La Cuaresma de este Año Jubilar, pues, es para todos
un tiempo favorable para salir por fin de nuestra alienación existencial
gracias a la escucha de la Palabra y a las obras de misericordia. Mediante las
corporales tocamos la carne de Cristo en los hermanos y hermanas que necesitan
ser nutridos, vestidos, alojados, visitados, mientras que las espirituales
tocan más directamente nuestra condición de pecadores: aconsejar, enseñar,
perdonar, amonestar, rezar. Por tanto, nunca hay que separar las obras
corporales de las espirituales. Precisamente tocando en el mísero la carne de
Jesús crucificado el pecador podrá recibir como don la conciencia de que él
mismo es un pobre mendigo.

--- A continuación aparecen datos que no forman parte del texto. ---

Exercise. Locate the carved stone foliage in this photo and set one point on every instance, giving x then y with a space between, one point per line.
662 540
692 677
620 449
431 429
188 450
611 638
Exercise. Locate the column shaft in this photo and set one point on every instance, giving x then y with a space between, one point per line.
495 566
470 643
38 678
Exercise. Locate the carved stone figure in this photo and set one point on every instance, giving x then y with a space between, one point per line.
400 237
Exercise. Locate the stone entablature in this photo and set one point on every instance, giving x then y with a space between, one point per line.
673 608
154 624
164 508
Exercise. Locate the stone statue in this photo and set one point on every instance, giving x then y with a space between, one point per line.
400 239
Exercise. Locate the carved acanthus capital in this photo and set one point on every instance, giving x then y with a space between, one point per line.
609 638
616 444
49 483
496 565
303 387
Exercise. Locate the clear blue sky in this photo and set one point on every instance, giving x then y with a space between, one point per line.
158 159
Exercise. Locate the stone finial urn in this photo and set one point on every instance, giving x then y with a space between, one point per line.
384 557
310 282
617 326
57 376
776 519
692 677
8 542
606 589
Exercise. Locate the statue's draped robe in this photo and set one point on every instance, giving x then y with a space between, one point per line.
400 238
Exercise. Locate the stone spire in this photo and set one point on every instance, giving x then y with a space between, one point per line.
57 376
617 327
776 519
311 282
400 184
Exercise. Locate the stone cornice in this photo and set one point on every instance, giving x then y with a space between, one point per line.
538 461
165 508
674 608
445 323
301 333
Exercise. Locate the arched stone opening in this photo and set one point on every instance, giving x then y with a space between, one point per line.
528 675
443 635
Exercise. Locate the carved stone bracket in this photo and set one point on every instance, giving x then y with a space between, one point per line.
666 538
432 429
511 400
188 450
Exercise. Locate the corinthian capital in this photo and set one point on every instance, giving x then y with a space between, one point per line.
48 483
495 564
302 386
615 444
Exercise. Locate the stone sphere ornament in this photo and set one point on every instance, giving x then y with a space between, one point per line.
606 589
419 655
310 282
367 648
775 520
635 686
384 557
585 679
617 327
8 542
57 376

A través de este camino también los «soberbios», los
«poderosos» y los «ricos», de los que habla el Magnificat, tienen la
posibilidad de darse cuenta de que son inmerecidamente amados por Cristo
crucificado, muerto y resucitado por ellos. Sólo en este amor está la respuesta
a la sed de felicidad y de amor infinitos que el hombre —engañándose— cree
poder colmar con los ídolos del saber, del poder y del poseer. Sin embargo,
siempre queda el peligro de que, a causa de un cerrarse cada vez más
herméticamente a Cristo, que en el pobre sigue llamando a la puerta de su
corazón, los soberbios, los ricos y los poderosos acaben por condenarse a sí
mismos a caer en el eterno abismo de soledad que es el infierno. He aquí, pues,
que resuenan de nuevo para ellos, al igual que para todos nosotros, las
lacerantes palabras de Abrahán: «Tienen a Moisés y los Profetas; que los
escuchen» (Lc 16,29). Esta escucha activa nos preparará del mejor modo
posible para celebrar la victoria definitiva sobre el pecado y sobre la muerte
del Esposo ya resucitado, que desea purificar a su Esposa prometida, a la
espera de su venida.
No perdamos este tiempo de Cuaresma favorable para la
conversión. Lo pedimos por la intercesión materna de la Virgen María, que fue
la primera que, frente a la grandeza de la misericordia divina que recibió
gratuitamente, confesó su propia pequeñez (cf. Lc 1,48), reconociéndose
como la humilde esclava del Señor (cf. Lc 1,38).